Bringt ihm das von der Ampelkoalition geplante Chancen-Aufenthaltsrecht jetzt diese Sicherheit? "Wir werden warten, ob dieses Gesetz wahr ist oder nicht", sagt Ibrahim-Abdella ausweichend. "Aber wir werden es hoffen." Er bleibt da vorsichtig. Deutschland hat ihm bislang wenig Anlass zu Hoffnung geboten. Sein Asylgesuch wurde erst abgelehnt. Er klagte dagegen. So läuft sein Verfahren seit sechs Jahren immer noch.
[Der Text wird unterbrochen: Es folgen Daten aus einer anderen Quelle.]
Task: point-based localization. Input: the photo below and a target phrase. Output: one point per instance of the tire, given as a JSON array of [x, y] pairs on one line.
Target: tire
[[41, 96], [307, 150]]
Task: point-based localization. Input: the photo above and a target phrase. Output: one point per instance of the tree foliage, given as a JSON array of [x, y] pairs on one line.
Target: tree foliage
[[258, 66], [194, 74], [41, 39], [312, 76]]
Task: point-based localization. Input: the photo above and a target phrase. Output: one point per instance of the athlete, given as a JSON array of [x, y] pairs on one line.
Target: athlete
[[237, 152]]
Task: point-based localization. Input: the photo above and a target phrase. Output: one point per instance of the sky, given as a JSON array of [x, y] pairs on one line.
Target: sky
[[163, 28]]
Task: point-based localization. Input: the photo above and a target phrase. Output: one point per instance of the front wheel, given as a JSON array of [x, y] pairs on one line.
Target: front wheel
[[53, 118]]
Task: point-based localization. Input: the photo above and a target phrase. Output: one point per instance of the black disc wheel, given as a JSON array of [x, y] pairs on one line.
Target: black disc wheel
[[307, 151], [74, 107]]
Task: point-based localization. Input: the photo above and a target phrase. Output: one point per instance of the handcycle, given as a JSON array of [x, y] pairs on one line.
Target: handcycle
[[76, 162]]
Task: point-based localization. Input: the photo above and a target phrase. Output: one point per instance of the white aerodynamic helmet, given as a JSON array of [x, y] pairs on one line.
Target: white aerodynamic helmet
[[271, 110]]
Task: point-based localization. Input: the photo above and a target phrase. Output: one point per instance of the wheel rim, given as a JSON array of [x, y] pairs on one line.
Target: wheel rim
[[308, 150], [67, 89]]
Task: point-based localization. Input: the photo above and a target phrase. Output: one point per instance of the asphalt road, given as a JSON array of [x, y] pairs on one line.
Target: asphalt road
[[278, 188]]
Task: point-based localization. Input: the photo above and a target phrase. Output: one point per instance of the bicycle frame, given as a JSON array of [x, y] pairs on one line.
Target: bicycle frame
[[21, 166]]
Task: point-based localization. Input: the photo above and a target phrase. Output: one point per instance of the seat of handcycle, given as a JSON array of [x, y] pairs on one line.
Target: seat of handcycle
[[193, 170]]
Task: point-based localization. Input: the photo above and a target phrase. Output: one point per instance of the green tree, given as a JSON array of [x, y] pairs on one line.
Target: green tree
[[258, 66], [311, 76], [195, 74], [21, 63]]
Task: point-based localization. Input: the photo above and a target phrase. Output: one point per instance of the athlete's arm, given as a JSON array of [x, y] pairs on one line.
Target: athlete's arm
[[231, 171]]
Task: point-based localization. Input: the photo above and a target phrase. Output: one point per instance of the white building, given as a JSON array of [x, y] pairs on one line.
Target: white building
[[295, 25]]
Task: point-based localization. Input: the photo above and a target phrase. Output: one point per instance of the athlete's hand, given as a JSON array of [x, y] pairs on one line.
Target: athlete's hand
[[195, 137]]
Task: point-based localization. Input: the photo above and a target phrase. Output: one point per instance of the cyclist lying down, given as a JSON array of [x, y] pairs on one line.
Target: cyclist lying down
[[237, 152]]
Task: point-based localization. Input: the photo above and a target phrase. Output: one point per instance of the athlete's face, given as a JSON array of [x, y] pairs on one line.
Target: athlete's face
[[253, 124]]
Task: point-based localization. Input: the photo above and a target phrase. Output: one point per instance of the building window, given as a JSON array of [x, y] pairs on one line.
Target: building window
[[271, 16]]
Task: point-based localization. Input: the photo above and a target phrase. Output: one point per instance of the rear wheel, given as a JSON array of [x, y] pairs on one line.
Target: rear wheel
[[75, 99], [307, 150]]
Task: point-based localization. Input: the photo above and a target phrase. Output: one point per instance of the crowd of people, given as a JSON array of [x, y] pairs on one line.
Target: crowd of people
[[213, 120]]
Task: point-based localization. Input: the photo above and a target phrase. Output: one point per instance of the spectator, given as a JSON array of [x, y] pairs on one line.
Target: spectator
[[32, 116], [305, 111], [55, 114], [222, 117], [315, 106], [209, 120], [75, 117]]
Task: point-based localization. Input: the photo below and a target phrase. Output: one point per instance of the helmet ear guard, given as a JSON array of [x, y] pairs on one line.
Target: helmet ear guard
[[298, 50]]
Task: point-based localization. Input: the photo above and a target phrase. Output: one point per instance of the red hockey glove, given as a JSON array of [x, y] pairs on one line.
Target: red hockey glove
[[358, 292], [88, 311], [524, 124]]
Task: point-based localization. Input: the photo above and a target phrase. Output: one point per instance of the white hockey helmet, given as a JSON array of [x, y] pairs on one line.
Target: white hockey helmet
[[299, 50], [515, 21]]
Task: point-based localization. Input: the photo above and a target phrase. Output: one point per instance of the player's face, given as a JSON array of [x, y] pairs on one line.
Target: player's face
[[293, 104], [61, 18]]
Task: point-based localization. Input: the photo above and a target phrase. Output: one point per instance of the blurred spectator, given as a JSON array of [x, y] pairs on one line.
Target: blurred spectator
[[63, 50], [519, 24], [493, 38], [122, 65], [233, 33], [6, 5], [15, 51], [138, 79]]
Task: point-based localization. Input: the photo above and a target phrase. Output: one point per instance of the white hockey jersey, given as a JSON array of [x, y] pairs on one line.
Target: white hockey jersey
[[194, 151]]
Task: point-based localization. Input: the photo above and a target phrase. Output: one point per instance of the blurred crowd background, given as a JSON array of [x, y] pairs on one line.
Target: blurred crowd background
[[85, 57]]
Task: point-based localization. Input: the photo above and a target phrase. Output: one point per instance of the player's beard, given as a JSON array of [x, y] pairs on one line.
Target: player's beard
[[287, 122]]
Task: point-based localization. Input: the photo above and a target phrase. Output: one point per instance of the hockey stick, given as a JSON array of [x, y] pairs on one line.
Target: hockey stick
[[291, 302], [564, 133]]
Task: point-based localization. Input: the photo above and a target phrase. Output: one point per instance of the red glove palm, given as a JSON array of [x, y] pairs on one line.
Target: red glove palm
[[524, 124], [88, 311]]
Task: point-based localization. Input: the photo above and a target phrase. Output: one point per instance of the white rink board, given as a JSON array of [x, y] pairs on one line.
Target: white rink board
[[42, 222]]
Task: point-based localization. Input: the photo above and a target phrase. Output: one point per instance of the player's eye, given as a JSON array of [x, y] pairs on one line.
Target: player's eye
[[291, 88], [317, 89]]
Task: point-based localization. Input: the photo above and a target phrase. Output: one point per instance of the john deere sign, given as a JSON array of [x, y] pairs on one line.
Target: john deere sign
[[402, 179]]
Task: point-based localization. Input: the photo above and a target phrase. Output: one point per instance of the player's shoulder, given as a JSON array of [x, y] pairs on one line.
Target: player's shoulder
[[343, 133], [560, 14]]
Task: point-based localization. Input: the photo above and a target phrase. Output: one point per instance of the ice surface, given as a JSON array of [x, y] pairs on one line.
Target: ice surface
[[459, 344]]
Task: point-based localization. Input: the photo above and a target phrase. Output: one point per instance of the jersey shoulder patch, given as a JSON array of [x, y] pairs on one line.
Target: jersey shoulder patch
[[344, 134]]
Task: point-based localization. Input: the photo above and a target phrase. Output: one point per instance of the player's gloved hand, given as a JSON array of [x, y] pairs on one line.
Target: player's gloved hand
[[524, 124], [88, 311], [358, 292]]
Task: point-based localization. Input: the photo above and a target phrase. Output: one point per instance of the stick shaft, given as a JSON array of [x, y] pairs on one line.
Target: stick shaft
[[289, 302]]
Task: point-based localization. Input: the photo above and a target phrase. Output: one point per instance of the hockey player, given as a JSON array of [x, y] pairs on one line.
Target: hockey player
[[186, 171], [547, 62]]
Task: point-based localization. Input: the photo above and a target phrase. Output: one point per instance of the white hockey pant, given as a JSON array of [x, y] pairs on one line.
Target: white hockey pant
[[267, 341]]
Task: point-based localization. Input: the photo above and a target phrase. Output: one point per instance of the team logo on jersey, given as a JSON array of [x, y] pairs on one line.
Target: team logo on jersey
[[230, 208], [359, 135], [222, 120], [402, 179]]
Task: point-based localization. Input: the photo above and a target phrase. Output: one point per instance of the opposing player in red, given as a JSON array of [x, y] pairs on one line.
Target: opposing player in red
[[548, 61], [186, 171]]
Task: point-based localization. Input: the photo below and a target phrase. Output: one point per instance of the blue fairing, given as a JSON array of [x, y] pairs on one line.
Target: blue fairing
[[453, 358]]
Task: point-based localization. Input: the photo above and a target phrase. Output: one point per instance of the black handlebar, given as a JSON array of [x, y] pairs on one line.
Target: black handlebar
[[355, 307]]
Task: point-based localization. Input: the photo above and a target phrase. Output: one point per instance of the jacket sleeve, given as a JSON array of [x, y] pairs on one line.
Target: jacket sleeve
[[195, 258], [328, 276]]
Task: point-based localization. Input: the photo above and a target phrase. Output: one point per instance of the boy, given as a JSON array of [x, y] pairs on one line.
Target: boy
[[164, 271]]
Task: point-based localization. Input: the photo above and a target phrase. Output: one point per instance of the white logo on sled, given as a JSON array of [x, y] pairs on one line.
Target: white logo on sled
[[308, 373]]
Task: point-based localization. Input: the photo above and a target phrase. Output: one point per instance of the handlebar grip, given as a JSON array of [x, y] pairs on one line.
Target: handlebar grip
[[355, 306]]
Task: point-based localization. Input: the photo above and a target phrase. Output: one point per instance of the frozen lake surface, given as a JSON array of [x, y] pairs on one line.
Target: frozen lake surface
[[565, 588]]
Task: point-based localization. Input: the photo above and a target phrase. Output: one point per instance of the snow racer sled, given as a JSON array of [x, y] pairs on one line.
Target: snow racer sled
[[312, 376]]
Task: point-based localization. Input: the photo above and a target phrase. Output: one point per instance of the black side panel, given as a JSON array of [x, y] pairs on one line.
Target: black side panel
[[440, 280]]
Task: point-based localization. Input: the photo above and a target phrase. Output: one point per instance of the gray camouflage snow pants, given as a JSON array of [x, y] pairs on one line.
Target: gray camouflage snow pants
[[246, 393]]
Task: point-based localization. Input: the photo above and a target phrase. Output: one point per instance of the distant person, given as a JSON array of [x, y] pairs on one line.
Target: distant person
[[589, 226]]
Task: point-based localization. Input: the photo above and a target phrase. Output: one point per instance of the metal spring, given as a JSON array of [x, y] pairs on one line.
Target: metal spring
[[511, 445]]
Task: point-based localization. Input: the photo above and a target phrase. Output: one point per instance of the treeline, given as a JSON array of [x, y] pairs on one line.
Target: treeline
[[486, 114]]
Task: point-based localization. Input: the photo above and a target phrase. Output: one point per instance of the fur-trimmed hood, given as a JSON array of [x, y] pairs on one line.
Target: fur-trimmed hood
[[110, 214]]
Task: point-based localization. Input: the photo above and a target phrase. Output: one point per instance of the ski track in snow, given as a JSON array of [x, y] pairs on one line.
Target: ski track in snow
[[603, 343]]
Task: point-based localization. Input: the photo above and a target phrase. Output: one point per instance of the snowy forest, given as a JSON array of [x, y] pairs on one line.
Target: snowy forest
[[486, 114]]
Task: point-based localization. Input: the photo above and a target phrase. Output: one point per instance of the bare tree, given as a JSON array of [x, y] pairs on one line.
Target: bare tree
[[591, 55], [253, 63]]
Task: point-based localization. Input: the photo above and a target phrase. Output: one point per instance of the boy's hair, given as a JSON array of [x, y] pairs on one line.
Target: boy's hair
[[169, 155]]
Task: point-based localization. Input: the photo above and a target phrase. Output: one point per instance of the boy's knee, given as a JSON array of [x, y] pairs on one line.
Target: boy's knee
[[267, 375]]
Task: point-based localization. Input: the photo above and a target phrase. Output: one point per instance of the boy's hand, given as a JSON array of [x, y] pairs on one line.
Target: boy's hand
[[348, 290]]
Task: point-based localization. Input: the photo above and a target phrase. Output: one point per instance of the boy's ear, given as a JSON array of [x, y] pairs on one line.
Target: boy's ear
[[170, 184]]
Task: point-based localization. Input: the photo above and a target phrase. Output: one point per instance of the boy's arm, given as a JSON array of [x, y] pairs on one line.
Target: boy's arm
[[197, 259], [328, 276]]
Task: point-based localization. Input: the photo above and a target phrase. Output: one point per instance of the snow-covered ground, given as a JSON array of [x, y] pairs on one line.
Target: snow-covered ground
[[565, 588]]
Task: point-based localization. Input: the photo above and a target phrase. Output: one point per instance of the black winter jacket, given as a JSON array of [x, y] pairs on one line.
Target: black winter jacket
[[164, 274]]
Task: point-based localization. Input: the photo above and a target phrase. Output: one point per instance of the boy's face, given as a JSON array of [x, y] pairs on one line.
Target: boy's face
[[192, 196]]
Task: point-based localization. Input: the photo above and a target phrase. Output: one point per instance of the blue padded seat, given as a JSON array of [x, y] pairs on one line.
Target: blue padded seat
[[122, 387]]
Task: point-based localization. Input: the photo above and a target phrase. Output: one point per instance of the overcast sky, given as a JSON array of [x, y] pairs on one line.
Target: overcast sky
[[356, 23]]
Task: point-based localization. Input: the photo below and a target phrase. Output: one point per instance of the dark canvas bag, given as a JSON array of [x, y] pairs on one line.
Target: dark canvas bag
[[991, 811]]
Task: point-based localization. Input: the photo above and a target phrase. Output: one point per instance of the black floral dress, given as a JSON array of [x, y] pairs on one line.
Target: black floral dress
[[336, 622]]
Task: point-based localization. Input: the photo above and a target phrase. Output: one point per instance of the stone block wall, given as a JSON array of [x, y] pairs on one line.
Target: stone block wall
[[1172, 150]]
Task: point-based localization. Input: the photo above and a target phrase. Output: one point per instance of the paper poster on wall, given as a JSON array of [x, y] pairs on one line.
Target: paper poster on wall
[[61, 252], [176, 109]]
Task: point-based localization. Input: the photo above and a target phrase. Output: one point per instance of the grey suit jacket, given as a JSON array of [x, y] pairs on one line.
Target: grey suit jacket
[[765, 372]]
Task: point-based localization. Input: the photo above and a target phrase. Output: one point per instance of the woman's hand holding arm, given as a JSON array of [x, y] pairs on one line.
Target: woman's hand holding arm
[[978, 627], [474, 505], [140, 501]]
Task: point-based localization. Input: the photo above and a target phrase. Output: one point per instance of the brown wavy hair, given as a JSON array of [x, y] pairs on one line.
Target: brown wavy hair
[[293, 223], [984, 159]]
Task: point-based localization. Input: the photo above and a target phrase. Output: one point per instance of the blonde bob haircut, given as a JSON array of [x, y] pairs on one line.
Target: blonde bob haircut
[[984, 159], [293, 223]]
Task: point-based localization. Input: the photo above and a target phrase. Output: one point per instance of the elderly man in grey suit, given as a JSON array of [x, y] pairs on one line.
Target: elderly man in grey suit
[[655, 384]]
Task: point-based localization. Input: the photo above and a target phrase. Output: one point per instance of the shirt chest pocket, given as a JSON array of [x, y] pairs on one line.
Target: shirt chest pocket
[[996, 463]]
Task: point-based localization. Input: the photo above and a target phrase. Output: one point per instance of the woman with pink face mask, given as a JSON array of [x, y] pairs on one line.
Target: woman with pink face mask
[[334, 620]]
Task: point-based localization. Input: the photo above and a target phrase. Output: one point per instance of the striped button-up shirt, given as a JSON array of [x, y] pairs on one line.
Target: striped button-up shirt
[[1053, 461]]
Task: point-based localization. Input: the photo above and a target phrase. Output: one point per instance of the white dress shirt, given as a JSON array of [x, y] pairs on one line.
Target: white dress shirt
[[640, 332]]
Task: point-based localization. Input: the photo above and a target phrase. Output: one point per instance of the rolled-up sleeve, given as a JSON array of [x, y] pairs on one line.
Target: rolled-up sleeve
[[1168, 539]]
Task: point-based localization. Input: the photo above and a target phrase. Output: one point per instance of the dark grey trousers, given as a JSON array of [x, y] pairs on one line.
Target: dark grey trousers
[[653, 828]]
Er darf deshalb noch arbeiten - und hoffen, dass Deutschland ihn als Flüchtling anerkennt. Ausgang ungewiss.
Nur etwa jeder zweite inhaltlich entschiedene Antrag auf Asyl von Äthiopiern wurde im vergangenen Jahr positiv beschieden. Ibrahim-Abdella war geflohen, als seine Heimat nach Protesten gegen eine Landreform eine Welle der Gewalt erlebte. Nach einer kurzen Zeit der Hoffnung tobt im Norden des Landes nun ein blutiger Bürgerkrieg, Regierungstruppen wie Rebellen werden schwere Kriegsverbrechen vorgeworfen. Die Zentralregierung unter Friedensnobelpreisträger Abiy Ahmed Ali ließ erst vor wenigen Wochen Tausende Menschen verhaften, darunter zahlreiche Regierungskritiker.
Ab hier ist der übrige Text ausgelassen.